Photo by Emma Regimbald.

Emma Regimbald, Staff Writer

Recently, alarming headlines have been popping up stating that there is an asteroid that might hit Earth in 20 years. Asteroid 2023 DW is a large asteroid that was discovered in late February. This space rock is around the size of an Olympic swimming pool, and scientists originally postulated a small possibility that it could impact Earth on Valentine’s Day, 2046. Although this sounds alarming, NASA has since revised its original predictions, and it is currently estimated that the possibility of a collision is around 0.13 percent. 

Asteroids have piqued curiosity and fear for generations. With the help of the astronomy teacher here at Tualatin High School, Tim Youngberg, The Wolf decided to explore this topic further. 

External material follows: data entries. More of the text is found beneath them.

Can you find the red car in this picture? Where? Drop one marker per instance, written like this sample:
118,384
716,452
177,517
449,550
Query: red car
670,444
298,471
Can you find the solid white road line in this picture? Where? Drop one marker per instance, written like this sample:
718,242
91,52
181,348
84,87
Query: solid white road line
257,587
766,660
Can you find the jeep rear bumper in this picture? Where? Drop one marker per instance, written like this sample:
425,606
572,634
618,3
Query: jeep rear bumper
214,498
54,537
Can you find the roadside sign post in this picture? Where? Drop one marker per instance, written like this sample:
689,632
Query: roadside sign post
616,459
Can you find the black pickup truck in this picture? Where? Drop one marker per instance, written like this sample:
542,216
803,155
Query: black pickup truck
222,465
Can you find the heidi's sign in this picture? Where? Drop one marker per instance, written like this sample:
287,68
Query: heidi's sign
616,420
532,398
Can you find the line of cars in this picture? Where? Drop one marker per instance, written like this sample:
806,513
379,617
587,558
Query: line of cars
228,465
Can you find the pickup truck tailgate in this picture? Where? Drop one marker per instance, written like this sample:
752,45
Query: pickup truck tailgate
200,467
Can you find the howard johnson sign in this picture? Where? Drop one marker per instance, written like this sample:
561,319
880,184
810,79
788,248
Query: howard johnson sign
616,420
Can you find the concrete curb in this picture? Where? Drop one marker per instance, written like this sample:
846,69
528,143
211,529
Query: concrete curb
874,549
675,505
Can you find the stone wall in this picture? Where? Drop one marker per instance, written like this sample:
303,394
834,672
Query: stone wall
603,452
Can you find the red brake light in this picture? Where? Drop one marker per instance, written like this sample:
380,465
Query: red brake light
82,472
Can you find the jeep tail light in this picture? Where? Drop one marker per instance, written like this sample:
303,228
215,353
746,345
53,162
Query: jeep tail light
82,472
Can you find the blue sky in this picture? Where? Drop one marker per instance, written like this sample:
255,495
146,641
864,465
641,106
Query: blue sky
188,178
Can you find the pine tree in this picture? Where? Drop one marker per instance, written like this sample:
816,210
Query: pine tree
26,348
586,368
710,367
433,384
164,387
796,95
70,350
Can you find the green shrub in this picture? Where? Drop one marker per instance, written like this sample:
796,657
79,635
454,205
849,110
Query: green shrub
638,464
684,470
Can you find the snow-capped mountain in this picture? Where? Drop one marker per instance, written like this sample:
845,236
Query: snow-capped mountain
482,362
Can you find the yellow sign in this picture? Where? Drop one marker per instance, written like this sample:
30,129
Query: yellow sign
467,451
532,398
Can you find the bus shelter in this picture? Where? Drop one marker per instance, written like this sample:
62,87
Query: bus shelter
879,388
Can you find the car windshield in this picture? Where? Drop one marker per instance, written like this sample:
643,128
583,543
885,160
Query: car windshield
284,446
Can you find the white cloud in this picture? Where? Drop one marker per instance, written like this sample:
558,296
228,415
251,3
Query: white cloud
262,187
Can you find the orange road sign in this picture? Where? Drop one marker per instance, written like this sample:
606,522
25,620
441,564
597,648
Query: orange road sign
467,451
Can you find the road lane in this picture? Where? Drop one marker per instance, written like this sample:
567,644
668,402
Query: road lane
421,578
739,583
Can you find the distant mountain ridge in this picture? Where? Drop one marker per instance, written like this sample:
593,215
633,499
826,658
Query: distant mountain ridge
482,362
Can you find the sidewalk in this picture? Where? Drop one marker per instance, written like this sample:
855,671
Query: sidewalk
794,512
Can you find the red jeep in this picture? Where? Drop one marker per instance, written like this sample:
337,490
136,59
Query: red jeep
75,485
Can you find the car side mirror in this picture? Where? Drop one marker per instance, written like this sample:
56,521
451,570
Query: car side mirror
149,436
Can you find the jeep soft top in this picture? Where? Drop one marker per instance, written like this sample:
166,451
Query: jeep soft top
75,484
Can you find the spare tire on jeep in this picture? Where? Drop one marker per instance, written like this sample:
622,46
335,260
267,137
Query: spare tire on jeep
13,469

Rest assured that there are many measures in place to protect Earth from any possible impacts. For starters, NASA and other space agencies around the world meticulously track the path taken by dangerous asteroids, so if there were any impending threats, we would know about them far in advance. 

“The US government commissioned NASA to track asteroids that are one kilometer or larger that pose a threat to Earth,” Youngberg stated.

Along with this, NASA has recently developed new technologies to change the course of these large objects, should one ever come dangerously close to hitting our home. In September of 2022, NASA’s Double Asteroid Redirection Test spacecraft impacted the asteroid Dimorphos. This mission was an attempt to redirect the course of an asteroid, to better understand how well we could defend Earth if necessary. The mission was a success.

While potential impacts from these space rocks often lead to speculation and doomsday scenarios, asteroids should be acknowledged for the advancements in science and technology they inspire. Observing asteroids has led scientists to learn more about the development of our solar system. 

“They are kind of like time capsules,” Youngberg said. “We can slice them open, and they tell us how the solar system formed.” 

Because asteroids aren’t subject to the same conditions as larger planets, studying the composition of these bodies often leads to scientific discovery.